A Vision on Algebraic Flows for Declarative Resource Descriptions
Authors: Jitse De Smet, Ruben Verborgh, and Ruben Taelman
Abstract: In the age of agentic systems, correct autonomous data management is increasingly critical. Agents need to discover what resources exist and how to interact with them, but existing interface description frameworks that could provide such support either leave too much open to interpretation or fail to model underlying resources, which are not directly exposed. To address this gap, we propose a declarative description that describes underlying resources and their transformations by modeling interfaces as algebraic flows that declaratively define how underlying resources are exposed, derived, and manipulated. We detail our vision by walking through an example use case that showcases the various problems agents have when interacting with data interfaces and incrementally present our solution of modeling how data flows within the system. Our approach shows that interface developers can express their systems using familiar query languages, while enabling autonomous agents to reason about the consequences of actions and determine required operations to manipulate resources safely and predictably. This makes deterministic interactions with complex, asymmetric information interfaces possible. Looking ahead, we aim to formalize this approach into a theoretically sound framework with a proof-of-concept implementation. Additionally, we identify promising avenues for integrating policy-aware semantics and privacy-preserving interface disclosure.

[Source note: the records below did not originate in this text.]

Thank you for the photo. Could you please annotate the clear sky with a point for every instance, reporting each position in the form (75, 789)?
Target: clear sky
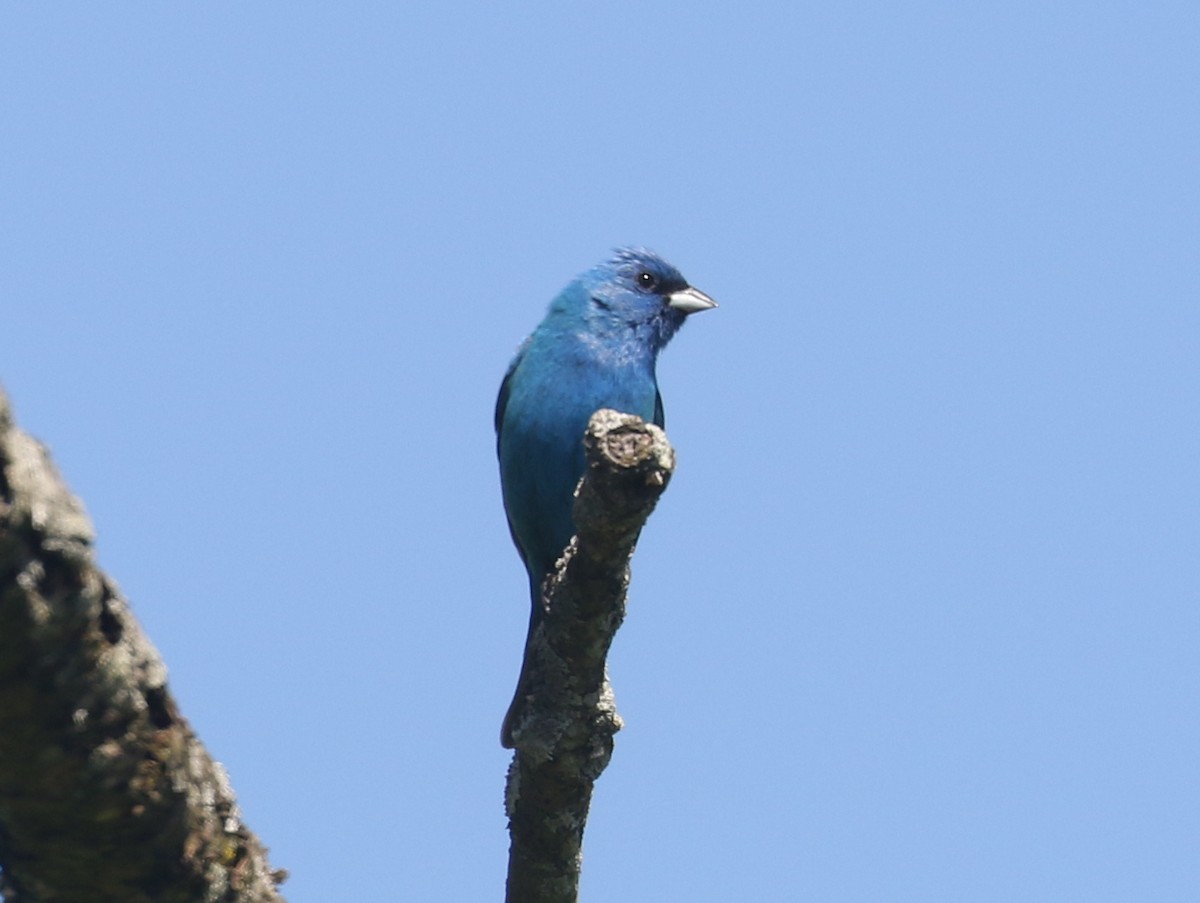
(918, 617)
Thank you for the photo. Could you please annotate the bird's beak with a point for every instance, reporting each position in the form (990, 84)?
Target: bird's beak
(689, 300)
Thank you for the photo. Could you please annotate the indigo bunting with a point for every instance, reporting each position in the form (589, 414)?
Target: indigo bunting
(595, 348)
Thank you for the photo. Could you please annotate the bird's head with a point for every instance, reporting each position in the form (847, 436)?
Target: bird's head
(637, 297)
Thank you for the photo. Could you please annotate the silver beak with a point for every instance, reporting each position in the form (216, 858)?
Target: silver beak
(689, 300)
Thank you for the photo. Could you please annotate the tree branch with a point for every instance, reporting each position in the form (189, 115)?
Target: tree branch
(106, 794)
(564, 733)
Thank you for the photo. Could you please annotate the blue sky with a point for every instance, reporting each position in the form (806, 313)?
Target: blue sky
(917, 619)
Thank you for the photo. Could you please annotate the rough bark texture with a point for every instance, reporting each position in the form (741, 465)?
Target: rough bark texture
(106, 794)
(564, 731)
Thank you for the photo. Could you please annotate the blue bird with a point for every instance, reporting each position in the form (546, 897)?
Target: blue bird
(595, 348)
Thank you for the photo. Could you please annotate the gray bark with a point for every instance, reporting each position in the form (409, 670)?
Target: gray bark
(563, 734)
(106, 794)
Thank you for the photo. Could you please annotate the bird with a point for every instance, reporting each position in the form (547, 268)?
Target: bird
(595, 348)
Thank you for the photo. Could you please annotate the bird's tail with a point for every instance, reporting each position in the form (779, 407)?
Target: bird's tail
(519, 698)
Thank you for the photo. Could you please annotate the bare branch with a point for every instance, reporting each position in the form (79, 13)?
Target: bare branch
(564, 733)
(106, 794)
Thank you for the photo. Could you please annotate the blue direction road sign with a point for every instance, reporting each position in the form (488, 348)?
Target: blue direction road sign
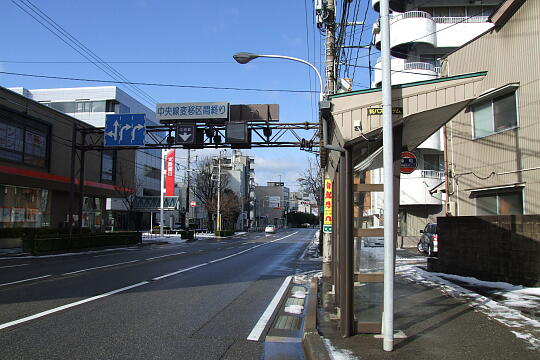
(185, 134)
(125, 130)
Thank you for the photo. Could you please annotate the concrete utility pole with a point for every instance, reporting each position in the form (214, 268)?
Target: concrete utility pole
(330, 48)
(330, 26)
(163, 172)
(388, 169)
(218, 225)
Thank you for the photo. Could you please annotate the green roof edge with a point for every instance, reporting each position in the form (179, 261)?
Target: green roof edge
(416, 83)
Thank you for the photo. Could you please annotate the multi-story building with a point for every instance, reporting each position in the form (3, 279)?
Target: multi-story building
(492, 145)
(241, 178)
(91, 105)
(271, 204)
(35, 168)
(421, 33)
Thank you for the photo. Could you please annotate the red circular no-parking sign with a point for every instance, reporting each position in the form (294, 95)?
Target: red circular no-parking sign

Towards an Ontology for Uniform Representations of Agent State for Heterogeneous Inter-Agent Explanations
Authors: Katharine Beaumont, Elena Yan, and Rem Collier
Abstract: Inter-agent explanations are an emerging approach to agent communication that enable agents to share their cognitive processes in order to reach mutual understanding. A key challenge is that agents are often heterogeneous, built on different paradigms and architectures, which makes their internal representations difficult to exchange directly. The Semantic Web offers key technologies, in the form of ontologies, that can facilitate interoperability and shared understanding between hypermedia agents operating on the Web. We present work towards providing Agent Abstraction ontologies that would allow hypermedia agents to abstract and exchange information about their cognitive processes as part of inter-agent explanations.